La Biblioteca di archeologia e storia dell’arte, che da un secolo si trova nei locali di Palazzo Venezia a Roma, dovrebbe essere trasferita in via della Dataria nel Palazzo San Felice reso disponibile dalla presidenza della Repubblica. Per la ristrutturazione dell’edificio, su progetto offerto dall’architetto Mario Botta, il ministero dei Beni culturali ha stanziato venti milioni di euro. La sua destinazione a favore della cultura è stato certamente un gesto lungimirante. Non era stato così attento lo Stato quando, nei primi anni del secolo, aveva alienato palazzi romani di pregio storico nei quali avrebbero potuto trovare adeguata sistemazione istituti di ricerca e biblioteche scientifiche.

Inaugurazione dell’istituto di Archeologia e Storia dell’Arte il 4 giugno 1922 alla presenza di Vittorio Emanuele III, dell’ammiraglio Paolo Thaon di Reveldel generale Armando Diazdel ministro della Pubblica Istruzione Antonio Anile e di Corrado Ricci

Per farne spazi residenziali e commerciali era stato venduto il palazzo del Poligrafico dello Stato a Piazza Verdi, con il quale si sarebbero potuti risolvere quei problemi e dare sede a un istituendo museo della Moneta. Ne esistono a Parigi e a Madrid, ma il nostro sarebbe stato il più importante. Avrebbe potuto ospitare, infatti, anche la sezione numismatica del Museo Nazionale Romano, ora nel Palazzo Massimo alle Terme, che comprende la grandiosa collezione di monete dei regni d’Italia formata da Vittorio Emanuele III. Quale maggiore omaggio si sarebbe potuto tributare alla lira nel momento in cui cedeva il passo alla moneta della nuova Europa?

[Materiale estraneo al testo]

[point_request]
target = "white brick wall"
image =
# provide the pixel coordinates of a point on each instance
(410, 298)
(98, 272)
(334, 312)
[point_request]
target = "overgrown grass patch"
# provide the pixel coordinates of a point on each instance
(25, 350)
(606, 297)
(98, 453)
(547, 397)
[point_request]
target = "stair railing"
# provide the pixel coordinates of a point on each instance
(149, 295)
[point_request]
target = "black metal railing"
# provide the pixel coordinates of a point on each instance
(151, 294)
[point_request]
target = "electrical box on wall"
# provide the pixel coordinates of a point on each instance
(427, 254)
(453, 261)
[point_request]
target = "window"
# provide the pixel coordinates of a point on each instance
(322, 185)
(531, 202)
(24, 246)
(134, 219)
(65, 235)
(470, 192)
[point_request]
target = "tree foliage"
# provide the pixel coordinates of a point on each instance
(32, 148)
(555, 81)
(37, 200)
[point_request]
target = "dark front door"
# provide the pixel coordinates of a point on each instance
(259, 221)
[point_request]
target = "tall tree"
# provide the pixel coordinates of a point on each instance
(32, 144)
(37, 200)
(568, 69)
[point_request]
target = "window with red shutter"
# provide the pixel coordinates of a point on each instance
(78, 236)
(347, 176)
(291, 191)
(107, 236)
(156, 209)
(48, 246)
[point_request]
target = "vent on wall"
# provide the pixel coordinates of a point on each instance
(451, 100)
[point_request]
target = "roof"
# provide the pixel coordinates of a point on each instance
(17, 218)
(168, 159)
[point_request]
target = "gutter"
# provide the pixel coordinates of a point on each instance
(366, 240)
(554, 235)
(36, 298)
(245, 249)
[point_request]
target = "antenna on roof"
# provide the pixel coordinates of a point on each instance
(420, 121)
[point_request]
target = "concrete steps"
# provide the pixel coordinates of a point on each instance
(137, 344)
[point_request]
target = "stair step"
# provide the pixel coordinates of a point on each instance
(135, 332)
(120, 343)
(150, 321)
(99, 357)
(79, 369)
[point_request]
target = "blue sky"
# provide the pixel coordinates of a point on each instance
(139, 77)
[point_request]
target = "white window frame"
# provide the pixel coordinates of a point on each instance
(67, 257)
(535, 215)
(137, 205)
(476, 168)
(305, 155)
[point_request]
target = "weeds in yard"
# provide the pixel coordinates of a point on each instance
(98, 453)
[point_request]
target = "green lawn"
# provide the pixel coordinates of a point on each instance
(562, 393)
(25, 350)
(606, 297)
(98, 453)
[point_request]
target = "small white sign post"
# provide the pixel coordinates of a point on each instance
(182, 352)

La stessa sorte è toccata al Palazzo in cui ebbe sede il Servizio geologico d’Italia, voluto da Quintino Sella e inaugurato da Umberto i. Ospitava il Museo geologico, come ve ne sono a Londra, Parigi, Berlino e San Pietroburgo. È stato smantellato per vendere l’edificio, nel 2005, e i materiali sono finiti in casse privando così l’Italia di una gloria scientifica. È stato un grave errore che ha creato un problema ancora irrisolto.

Lo storico Palazzo Nardini al Governo Vecchio, costruito nel Quattrocento, non ha ottenuto maggiore riguardo dalla Regione Lazio, che tentò di venderlo benché destinato ad usi culturali. In questo desolante clima di disinteresse politico nei confronti delle strutture culturali languono per mancanza di spazi, oltre che di mezzi, istituti che hanno svolto in Italia un ruolo essenziale nella ricerca storica e nella formazione di giovani leve di studiosi.

È privo di una sede adeguata l’Istituto Italiano di Numismatica, ospitato in locali difficilmente accessibili in una dipendenza di Palazzo Barberini. Non ha più spazio per la biblioteca in via Milano l’Istituto italiano per la storia antica. L’incomparabile biblioteca dell’Istituto italiano per il medio ed estremo oriente, sfrattata da Palazzo Brancaccio e confinata per anni in locali inidonei prima di essere ospitata nella Biblioteca Nazionale, è stata allontanata dal Museo di arte orientale, trasferito all’Eur, con detrimento per entrambi gli istituti. Si potrebbe continuare con altri esempi di ingeneroso comportamento nei confronti di istituti che hanno illustrato la scienza italiana nel corso del Novecento.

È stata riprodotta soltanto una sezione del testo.